Comme dans « Black Hole », Charles Burns ausculte à sa manière l’envers du rêve américain, et par extension du "rêve occidental", avec sa ligne claire scalpellienne dévoilant l’âme de ses personnages, une ligne claire que l’on dirait conçue pour mieux faire avaler la pilule d’une vérité trop âpre, et qui dans la forme évoque plutôt l’univers avenant d’Hergé. Un véritable trompe-l’œil qui ne fait qu’accentuer le trouble. Il suffit de regarder les trois couvertures qui mettent en scène Doug (ou son double tintinesque pour le premier tome), dans une attitude de perplexité, de malaise ou d’angoisse face à ce que ses yeux viennent de lui révéler, qui un champignon géant, qui une créature mi-humaine mi-porcine, qui un squelette de fœtus également hybride, et toujours dans des lieux sinistres et mortifères, égouts, souterrains, ruines… Et cet univers étrange regorge de symboles, l’auteur recourant à une allégorie qui lui est propre et qu’une seule lecture de l’œuvre ne suffira pas pour en faire le recensement complet.

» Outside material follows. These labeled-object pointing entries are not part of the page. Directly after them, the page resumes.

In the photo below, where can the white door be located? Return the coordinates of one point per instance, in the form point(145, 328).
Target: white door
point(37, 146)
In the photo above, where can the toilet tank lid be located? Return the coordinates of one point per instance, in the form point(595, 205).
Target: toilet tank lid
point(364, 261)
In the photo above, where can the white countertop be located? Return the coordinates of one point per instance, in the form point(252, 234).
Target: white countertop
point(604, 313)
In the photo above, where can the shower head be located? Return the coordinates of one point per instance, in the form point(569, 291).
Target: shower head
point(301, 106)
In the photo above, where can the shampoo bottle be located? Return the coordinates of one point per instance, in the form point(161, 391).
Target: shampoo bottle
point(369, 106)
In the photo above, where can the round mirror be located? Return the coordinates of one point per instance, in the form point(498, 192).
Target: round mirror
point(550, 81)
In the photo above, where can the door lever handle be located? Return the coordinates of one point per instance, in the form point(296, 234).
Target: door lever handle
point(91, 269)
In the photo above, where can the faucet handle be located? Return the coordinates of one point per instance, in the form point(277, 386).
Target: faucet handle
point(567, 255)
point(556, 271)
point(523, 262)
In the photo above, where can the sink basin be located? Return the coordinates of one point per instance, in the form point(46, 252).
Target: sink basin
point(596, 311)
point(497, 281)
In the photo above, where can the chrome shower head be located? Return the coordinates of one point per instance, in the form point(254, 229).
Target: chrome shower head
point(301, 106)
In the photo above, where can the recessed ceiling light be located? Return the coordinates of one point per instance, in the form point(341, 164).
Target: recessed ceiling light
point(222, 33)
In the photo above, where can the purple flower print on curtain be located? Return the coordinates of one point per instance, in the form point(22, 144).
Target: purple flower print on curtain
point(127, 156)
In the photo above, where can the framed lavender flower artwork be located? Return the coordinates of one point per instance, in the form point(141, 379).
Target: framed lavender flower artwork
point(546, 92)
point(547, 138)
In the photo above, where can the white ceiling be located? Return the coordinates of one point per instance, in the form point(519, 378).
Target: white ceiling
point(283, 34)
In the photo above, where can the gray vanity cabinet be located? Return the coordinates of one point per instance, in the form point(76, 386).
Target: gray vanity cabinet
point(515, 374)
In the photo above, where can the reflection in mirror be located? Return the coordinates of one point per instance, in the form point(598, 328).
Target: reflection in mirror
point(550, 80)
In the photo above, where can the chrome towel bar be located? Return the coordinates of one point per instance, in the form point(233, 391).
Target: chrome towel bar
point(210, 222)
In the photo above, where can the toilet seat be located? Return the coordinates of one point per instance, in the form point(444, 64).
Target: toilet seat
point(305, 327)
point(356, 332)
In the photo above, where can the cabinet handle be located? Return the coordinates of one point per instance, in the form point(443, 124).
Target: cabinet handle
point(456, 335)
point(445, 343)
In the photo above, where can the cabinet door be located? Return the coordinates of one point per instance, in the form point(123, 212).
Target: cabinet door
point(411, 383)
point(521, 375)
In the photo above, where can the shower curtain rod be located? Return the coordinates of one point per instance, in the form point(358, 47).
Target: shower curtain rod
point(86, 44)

Ce dernier tome nous conduit vers une issue aussi déconcertante qu’effrayante, où en quelque sorte la fin rejoint le début, où une boucle se boucle sans se boucler, comme un cycle infernal qui se répéterait continuellement, un cauchemar dont on ne se réveillerait jamais… Si l’on devait établir une comparaison avec « Black Hole », autre œuvre remarquable du même auteur, celui-ci était en noir et blanc avec une note d’espoir en conclusion, alors que la trilogie Toxic, agrémentée de couleurs neutres et vives, se termine paradoxalement de façon plus désespérée. Dans les deux cas, des œuvres hypnotisantes, dérangeantes, extraordinaires.

Pour terminer, on ne manquera pas de saluer Cornélius pour le tirage soigné avec une bande de tissu recouvrant le dos de l’ouvrage, autre clin d’œil de l’éditeur aux premières éditions des « Aventures de Tintin ».